- Apple will pause selling models of the Apple Watch in the U.S. that have blood oxygen monitoring functions, beginning this week, the company told the website 9to5Mac.
- The move comes nearly two months after the U.S. International Trade Commission (USITC) ordered Apple to stop importing and selling its watches with the pulse oximetry feature in response to a patent infringement complaint brought by patient monitoring company Masimo.
- Apple, in a statement carried by 9to5Mac, said that it was “preemptively” taking steps to comply with the USITC ruling while it awaits the outcome of a presidential review of the order. The time period for President Joe Biden to review the decision is set to expire on Dec. 25.
Masimo, which sells a competing medical watch, accused the tech giant of stealing its trade secrets and incorporating its patented technology for measuring blood oxygen saturation into some Apple Watch models.
The company filed a complaint with the USITC, which ultimately agreed, after an investigation that began in August 2021. The commission issued a final determination in October that becomes effective following a 60-day presidential review period, if the Biden administration does not veto the ruling.
"After a thorough multi-year legal investigation, the ITC found that Apple infringed certain of Masimo's patented innovations for measuring blood oxygen,” a Masimo spokesperson said in an emailed statement to MedTech Dive. “The ITC’s expert judgment in this matter should be respected, protecting intellectual property rights and maintaining public trust in the United States' patent system and encouraging US industry."
BTIG analyst Marie Thibault said the most likely outcome is that the administration takes no action to prevent the trade commission’s exclusion order from going into effect.

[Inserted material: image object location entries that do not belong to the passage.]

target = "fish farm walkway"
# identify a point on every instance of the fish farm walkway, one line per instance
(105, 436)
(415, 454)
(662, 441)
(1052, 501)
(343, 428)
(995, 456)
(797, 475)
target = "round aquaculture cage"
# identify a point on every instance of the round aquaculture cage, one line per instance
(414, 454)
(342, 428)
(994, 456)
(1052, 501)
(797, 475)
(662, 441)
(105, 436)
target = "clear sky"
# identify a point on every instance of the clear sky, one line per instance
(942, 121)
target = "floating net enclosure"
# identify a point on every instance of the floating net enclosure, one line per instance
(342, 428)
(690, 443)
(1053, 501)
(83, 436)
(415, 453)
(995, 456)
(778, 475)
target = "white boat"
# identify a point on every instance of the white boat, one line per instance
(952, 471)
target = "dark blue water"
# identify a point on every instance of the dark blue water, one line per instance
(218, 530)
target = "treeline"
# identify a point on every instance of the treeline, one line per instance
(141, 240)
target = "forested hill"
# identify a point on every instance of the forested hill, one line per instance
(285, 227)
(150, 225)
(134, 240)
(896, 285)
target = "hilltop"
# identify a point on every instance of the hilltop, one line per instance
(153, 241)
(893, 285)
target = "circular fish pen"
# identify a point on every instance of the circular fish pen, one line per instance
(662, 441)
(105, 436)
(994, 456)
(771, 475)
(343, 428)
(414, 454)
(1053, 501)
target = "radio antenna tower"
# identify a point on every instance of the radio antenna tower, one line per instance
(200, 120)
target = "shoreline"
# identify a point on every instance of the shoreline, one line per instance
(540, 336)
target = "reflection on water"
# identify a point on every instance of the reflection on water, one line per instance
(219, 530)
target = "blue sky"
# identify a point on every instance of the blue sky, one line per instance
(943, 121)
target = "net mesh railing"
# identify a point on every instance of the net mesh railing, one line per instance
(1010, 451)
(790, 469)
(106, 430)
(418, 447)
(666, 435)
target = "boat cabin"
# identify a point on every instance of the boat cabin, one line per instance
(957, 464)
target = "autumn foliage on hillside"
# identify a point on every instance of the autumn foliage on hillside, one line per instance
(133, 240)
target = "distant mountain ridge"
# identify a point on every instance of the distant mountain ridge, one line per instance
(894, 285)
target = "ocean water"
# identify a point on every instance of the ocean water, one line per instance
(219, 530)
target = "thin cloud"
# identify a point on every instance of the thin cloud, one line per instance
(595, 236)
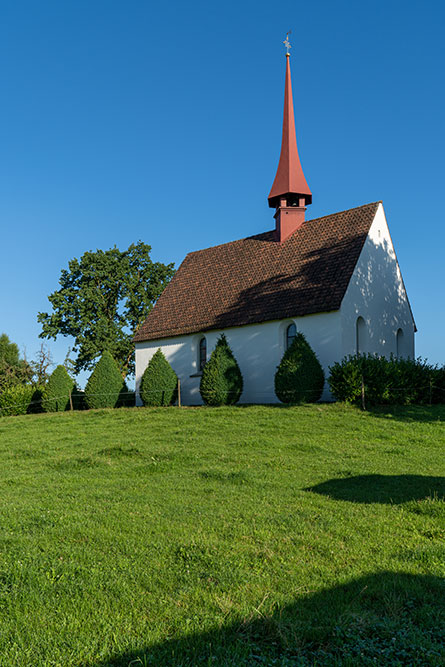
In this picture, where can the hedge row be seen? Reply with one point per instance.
(387, 381)
(105, 388)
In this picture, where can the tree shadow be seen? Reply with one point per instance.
(386, 489)
(381, 618)
(410, 413)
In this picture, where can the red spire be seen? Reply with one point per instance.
(289, 179)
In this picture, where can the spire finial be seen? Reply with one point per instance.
(287, 43)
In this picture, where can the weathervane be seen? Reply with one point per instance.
(286, 42)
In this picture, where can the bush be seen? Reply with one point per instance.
(299, 377)
(16, 400)
(78, 397)
(159, 382)
(56, 396)
(221, 381)
(386, 381)
(105, 386)
(36, 403)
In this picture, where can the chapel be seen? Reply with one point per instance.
(336, 279)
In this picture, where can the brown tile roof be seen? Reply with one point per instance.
(257, 279)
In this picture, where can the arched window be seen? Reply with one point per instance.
(400, 344)
(291, 332)
(202, 354)
(360, 335)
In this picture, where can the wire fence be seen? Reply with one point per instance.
(75, 401)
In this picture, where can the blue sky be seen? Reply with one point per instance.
(135, 120)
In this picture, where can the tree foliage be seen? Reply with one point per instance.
(159, 382)
(19, 399)
(105, 387)
(58, 390)
(103, 299)
(221, 381)
(386, 381)
(299, 377)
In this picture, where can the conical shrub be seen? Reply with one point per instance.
(299, 377)
(221, 381)
(105, 387)
(159, 382)
(56, 395)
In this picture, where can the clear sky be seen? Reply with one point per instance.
(160, 121)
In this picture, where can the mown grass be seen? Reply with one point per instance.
(225, 536)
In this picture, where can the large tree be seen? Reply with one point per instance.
(103, 299)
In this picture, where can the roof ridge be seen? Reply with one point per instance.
(346, 210)
(271, 231)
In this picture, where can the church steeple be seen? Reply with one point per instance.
(290, 193)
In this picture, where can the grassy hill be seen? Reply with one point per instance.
(226, 536)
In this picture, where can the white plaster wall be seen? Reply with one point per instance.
(376, 293)
(258, 349)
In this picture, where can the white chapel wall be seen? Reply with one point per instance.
(258, 349)
(376, 293)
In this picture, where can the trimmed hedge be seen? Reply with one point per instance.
(105, 387)
(387, 381)
(56, 397)
(20, 399)
(299, 377)
(159, 382)
(221, 381)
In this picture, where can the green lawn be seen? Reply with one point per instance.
(225, 536)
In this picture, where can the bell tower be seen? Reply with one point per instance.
(290, 193)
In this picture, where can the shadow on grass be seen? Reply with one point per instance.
(410, 413)
(382, 618)
(390, 489)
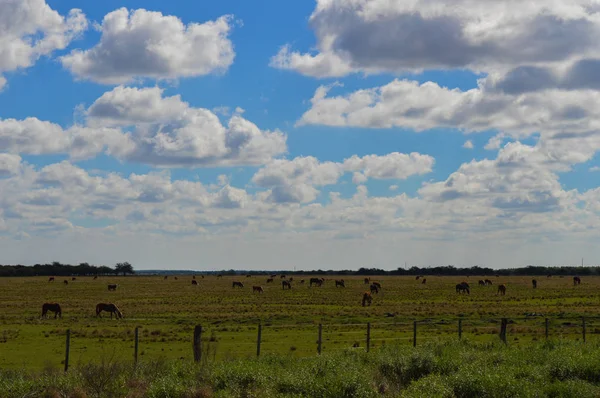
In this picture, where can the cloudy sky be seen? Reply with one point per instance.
(276, 134)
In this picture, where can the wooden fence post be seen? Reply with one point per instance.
(258, 339)
(414, 333)
(197, 343)
(368, 336)
(137, 343)
(67, 350)
(503, 330)
(320, 341)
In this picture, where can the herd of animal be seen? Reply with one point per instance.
(367, 296)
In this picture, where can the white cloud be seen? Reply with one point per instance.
(144, 44)
(30, 29)
(399, 36)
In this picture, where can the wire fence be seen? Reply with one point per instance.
(213, 342)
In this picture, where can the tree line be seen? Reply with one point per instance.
(57, 269)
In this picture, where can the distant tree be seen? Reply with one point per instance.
(124, 268)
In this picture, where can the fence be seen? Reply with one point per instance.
(322, 338)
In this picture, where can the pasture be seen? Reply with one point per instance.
(167, 311)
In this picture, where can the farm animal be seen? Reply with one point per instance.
(53, 307)
(108, 307)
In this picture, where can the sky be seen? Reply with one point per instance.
(327, 134)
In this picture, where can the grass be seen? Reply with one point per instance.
(452, 369)
(167, 311)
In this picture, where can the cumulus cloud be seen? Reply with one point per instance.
(400, 36)
(144, 44)
(30, 29)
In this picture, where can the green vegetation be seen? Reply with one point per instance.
(457, 369)
(166, 312)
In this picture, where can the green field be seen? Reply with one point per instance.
(167, 311)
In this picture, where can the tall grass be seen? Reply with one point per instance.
(456, 369)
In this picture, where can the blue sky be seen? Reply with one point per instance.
(425, 133)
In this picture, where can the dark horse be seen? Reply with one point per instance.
(367, 298)
(462, 288)
(54, 307)
(113, 309)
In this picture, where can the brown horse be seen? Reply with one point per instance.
(108, 307)
(54, 307)
(501, 290)
(367, 298)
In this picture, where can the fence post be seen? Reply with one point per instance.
(137, 342)
(320, 341)
(368, 336)
(503, 330)
(67, 350)
(258, 338)
(414, 333)
(197, 343)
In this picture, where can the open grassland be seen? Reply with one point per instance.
(441, 370)
(167, 311)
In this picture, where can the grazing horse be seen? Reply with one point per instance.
(113, 309)
(462, 288)
(54, 307)
(367, 298)
(501, 290)
(316, 281)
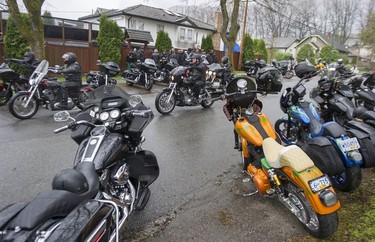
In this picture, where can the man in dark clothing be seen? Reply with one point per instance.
(131, 59)
(198, 74)
(73, 78)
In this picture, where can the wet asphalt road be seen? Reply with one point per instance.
(199, 193)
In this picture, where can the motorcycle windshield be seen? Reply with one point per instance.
(95, 97)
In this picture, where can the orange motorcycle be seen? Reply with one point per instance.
(277, 171)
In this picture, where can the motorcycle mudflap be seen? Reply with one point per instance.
(143, 166)
(324, 155)
(83, 222)
(366, 138)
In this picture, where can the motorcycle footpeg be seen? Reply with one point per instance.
(143, 197)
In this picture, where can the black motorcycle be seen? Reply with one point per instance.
(43, 91)
(142, 74)
(105, 76)
(180, 93)
(163, 70)
(110, 178)
(12, 81)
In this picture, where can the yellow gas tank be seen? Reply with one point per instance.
(255, 128)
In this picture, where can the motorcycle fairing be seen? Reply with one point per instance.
(301, 179)
(255, 128)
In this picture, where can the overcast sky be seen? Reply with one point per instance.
(73, 9)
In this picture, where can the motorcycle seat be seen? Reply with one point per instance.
(56, 203)
(280, 156)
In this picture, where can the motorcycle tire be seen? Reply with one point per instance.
(5, 95)
(16, 109)
(81, 100)
(281, 126)
(289, 74)
(161, 102)
(349, 180)
(207, 103)
(148, 84)
(318, 225)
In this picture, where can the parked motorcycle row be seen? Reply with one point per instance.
(300, 161)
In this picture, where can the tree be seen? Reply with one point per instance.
(31, 28)
(207, 43)
(163, 43)
(328, 53)
(260, 51)
(306, 52)
(230, 38)
(110, 39)
(248, 49)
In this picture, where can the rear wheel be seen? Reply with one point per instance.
(162, 104)
(18, 109)
(349, 180)
(5, 94)
(320, 226)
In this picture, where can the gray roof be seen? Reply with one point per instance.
(139, 36)
(153, 13)
(281, 42)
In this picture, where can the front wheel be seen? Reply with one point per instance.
(320, 226)
(162, 104)
(18, 109)
(349, 180)
(5, 94)
(148, 83)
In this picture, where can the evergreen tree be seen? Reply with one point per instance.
(163, 43)
(207, 43)
(110, 39)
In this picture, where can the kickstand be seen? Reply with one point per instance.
(250, 193)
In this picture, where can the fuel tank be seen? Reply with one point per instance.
(255, 128)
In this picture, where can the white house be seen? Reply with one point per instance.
(142, 20)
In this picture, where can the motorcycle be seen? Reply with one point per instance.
(286, 173)
(43, 91)
(217, 78)
(142, 74)
(11, 81)
(329, 145)
(110, 178)
(104, 76)
(162, 73)
(180, 93)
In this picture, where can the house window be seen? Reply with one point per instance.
(159, 27)
(182, 33)
(185, 34)
(141, 25)
(189, 34)
(133, 24)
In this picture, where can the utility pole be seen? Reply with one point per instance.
(243, 37)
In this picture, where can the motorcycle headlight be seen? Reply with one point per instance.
(104, 116)
(114, 113)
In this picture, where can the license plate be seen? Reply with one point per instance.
(319, 183)
(348, 144)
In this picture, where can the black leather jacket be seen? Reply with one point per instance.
(73, 73)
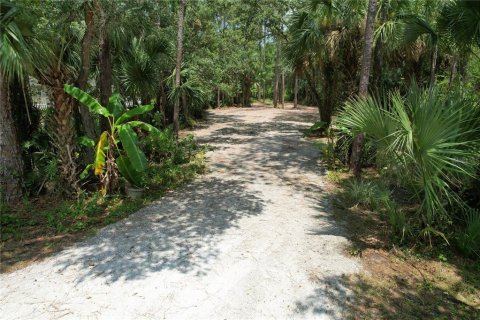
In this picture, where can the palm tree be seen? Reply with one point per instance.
(15, 61)
(364, 77)
(324, 41)
(178, 63)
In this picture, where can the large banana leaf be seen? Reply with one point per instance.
(134, 112)
(115, 105)
(87, 100)
(145, 126)
(128, 172)
(99, 162)
(129, 140)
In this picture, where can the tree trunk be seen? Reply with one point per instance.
(277, 76)
(161, 102)
(64, 136)
(453, 71)
(247, 91)
(11, 168)
(105, 65)
(178, 64)
(282, 97)
(378, 53)
(434, 66)
(295, 91)
(86, 116)
(355, 164)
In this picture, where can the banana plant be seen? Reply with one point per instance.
(117, 149)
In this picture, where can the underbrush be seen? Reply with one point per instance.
(404, 278)
(39, 226)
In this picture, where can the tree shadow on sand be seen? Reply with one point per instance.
(180, 232)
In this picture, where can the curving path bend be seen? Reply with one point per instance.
(251, 239)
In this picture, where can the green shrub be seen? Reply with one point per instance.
(366, 194)
(427, 139)
(468, 239)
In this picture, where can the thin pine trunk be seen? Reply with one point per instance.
(11, 167)
(276, 76)
(64, 138)
(178, 64)
(433, 66)
(87, 119)
(295, 91)
(357, 147)
(105, 65)
(282, 97)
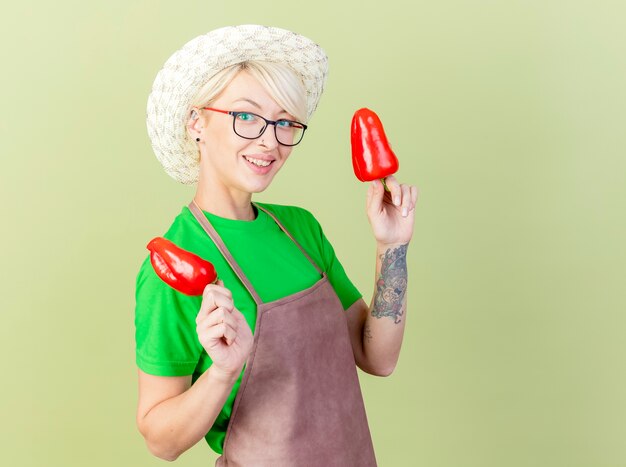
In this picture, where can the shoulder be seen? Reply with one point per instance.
(291, 214)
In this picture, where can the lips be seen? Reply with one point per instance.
(259, 161)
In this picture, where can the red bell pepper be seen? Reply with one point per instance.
(372, 157)
(180, 269)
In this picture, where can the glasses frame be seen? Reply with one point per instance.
(267, 122)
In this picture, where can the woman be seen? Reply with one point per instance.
(226, 111)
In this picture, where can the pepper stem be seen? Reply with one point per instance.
(385, 185)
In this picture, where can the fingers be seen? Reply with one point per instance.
(217, 325)
(403, 197)
(375, 195)
(395, 189)
(216, 296)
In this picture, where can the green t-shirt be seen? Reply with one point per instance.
(165, 327)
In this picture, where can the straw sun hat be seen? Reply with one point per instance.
(188, 69)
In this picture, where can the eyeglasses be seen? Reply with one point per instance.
(249, 125)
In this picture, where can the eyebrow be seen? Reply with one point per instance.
(250, 101)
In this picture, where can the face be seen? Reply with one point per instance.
(229, 163)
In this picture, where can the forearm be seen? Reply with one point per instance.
(383, 328)
(176, 424)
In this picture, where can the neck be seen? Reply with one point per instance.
(231, 205)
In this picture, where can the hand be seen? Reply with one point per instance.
(223, 331)
(391, 214)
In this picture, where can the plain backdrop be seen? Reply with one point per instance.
(508, 115)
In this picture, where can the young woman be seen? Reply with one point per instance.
(262, 365)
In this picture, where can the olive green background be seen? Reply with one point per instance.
(508, 115)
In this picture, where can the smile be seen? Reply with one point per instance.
(258, 162)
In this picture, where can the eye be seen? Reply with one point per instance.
(246, 117)
(288, 124)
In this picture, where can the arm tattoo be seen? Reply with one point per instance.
(367, 333)
(391, 285)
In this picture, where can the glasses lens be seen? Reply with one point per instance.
(289, 132)
(249, 125)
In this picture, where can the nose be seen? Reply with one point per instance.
(268, 137)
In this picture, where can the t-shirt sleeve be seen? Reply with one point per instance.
(344, 288)
(165, 329)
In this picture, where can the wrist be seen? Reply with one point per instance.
(223, 376)
(383, 246)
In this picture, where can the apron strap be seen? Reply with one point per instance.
(282, 227)
(210, 230)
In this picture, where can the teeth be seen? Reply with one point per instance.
(258, 162)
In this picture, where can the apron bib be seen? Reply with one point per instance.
(299, 403)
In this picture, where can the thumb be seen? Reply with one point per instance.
(375, 196)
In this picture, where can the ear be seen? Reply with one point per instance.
(194, 123)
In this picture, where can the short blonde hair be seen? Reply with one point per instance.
(278, 79)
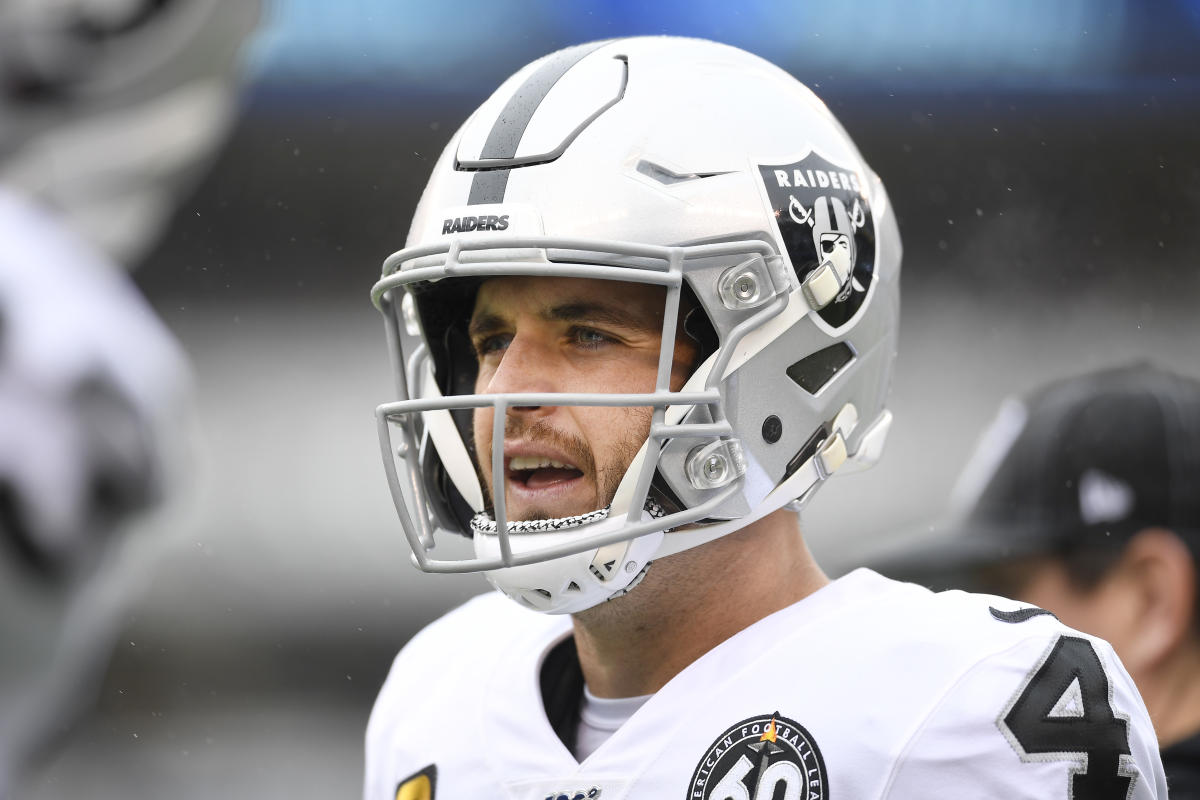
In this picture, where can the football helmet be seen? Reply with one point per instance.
(675, 162)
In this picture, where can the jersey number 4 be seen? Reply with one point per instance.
(1065, 713)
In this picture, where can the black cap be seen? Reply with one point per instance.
(1080, 462)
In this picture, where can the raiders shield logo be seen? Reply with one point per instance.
(761, 758)
(825, 218)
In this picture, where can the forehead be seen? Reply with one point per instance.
(513, 295)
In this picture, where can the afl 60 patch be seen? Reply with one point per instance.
(762, 758)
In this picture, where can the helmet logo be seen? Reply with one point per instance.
(825, 217)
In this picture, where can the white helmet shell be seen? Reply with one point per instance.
(683, 163)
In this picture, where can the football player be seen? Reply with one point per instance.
(108, 112)
(646, 310)
(1081, 499)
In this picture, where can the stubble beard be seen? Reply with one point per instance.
(606, 476)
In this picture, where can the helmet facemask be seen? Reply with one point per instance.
(688, 427)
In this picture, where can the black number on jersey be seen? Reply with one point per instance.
(1063, 713)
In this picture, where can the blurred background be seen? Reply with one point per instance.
(1044, 166)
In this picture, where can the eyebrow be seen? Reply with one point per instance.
(570, 312)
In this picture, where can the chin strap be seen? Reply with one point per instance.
(484, 523)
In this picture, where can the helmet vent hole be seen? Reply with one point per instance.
(667, 176)
(813, 372)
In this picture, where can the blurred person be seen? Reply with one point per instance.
(1084, 499)
(647, 307)
(109, 109)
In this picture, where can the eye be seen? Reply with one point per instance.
(589, 337)
(491, 344)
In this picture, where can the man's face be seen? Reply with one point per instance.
(567, 335)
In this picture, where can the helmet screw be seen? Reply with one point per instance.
(714, 468)
(772, 429)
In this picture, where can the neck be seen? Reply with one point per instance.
(689, 602)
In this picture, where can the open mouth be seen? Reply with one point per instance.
(537, 473)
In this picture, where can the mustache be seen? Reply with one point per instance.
(543, 432)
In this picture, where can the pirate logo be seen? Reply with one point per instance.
(825, 222)
(761, 758)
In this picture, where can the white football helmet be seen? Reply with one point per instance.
(676, 162)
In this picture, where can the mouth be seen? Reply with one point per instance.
(540, 473)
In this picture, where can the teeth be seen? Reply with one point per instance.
(537, 462)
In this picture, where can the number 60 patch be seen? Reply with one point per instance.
(1063, 711)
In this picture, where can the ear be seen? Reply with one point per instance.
(1161, 570)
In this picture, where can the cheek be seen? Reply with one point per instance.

“If the review period ends without any presidential action, then the orders would go into effect immediately. We think there remains potential for [Masimo] to secure settlements, royalty payments, or other monetary-based agreements,” Thibault wrote in a note to clients.
Apple, in its statement to 9to5Mac, said it “strongly disagrees with the order” and is pursuing a range of legal and technical options to ensure that the Apple Watch is available to customers. “Should the order stand, Apple will continue to take all measures to return Apple Watch Series 9 and Apple Watch Ultra 2 to customers in the U.S. as soon as possible,” the company was quoted as saying.
The models affected are the Apple Watch Series 9 and Apple Watch Ultra 2. The watches will no longer be available to order from Apple’s website in the U.S. after 3 p.m. ET on Dec. 21, and inventory will no longer be available at Apple retail locations after Dec. 24, the article said.
The Apple Watch SE, which does not include the blood oxygen sensor, remains available for sale.
Masimo CEO Joe Kiani, on an earnings call last month, hailed the trade commission’s decision as a “landmark” victory and said the company will either gain a monopoly in the market or reach a settlement with Apple.
The two companies have also sued each other in federal court. A lawsuit brought by Masimo in California federal court ended in a mistrial in May, while Apple has sued Masimo for patent infringement in Delaware.